Tips, tricks, and hacks for the tech in your life.

Above Unlimited. Unlimited &More. Unlimited &More Premium. These are the names of new mobile data plans introduced in just the last month by Verizon and AT&T. In an era without net neutrality, we’ve drifted far, far away from the days when “unlimited data” was a simple concept that meant you could use your smartphone to its full capabilities without any handcuffs or confusing limitations.

Carriers will tell you that the fundamental, underlying promise of unlimited data remains true in 2018: you can use your smartphone as much as you want without overage charges or being cut off once you’ve surpassed a specific threshold. And yes, that’s true. Consumers are generally in a better place now than they were a few years ago, back when Verizon, AT&T, T-Mobile, and Sprint were offering tiered buckets of data and charging $10 or $15 for every extra gigabyte above your chosen allotment. None of us miss those days.

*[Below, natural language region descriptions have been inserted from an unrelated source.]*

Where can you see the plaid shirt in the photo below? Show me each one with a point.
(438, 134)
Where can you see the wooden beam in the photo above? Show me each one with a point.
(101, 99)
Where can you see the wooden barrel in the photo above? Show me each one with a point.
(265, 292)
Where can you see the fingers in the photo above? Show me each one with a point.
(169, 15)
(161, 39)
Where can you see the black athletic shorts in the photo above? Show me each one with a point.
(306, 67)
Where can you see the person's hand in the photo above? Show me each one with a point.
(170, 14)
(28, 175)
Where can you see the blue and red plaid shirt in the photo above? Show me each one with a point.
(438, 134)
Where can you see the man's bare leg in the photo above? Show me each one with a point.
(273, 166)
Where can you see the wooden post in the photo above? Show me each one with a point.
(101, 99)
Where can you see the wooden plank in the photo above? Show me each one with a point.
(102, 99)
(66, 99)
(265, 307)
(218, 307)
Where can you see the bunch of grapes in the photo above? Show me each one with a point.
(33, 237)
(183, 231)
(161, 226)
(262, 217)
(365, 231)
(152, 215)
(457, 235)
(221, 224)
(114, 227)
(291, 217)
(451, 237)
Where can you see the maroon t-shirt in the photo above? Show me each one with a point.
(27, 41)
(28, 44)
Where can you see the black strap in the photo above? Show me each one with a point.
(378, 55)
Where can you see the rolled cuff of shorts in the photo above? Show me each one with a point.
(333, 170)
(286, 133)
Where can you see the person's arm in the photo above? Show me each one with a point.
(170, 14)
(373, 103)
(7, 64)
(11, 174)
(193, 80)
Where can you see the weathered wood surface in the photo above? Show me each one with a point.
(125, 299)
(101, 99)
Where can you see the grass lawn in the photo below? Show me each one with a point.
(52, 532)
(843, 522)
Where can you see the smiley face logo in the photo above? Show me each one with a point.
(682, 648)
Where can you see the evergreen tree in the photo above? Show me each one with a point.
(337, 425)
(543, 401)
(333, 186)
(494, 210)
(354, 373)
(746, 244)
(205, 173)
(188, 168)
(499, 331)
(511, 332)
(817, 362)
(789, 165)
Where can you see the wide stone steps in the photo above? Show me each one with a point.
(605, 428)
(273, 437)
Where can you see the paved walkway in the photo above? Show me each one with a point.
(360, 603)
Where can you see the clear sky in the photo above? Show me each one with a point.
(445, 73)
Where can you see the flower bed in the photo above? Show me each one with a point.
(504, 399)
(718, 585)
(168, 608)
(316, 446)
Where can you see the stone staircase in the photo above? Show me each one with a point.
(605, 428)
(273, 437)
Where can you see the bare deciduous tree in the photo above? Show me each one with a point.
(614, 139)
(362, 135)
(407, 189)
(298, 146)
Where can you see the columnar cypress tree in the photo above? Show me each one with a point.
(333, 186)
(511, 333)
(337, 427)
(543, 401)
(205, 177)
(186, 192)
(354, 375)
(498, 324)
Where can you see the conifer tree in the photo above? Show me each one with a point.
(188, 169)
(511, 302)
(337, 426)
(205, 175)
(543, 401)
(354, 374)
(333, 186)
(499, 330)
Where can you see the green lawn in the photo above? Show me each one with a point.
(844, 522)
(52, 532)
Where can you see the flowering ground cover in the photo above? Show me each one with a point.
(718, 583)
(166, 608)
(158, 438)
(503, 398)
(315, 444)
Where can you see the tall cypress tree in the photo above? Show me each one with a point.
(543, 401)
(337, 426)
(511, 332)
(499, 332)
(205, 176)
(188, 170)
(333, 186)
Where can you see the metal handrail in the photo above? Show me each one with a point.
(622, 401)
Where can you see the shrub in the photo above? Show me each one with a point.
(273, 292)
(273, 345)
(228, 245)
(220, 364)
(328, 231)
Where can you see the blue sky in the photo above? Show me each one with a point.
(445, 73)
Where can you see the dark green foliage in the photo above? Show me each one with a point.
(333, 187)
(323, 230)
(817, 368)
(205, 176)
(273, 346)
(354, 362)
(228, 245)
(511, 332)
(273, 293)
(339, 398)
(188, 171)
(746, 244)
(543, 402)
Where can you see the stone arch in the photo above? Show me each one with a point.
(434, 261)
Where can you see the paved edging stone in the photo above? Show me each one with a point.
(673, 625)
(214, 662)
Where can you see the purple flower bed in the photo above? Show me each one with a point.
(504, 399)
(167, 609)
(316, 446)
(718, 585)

We thought unlimited data was dead then. But some prodding from T-Mobile helped turn the industry around and left data buckets behind as an ugly memory. Even so, unlimited data today is much different than in the early days of the iPhone and Android smartphones. Now more than ever, carriers are aggressively policing their networks and implementing restrictions on video quality and hotspot usage. They continue to arbitrarily differentiate between the different types of data you’re accessing with your smartphone — whether it’s through an app or simply the mobile web.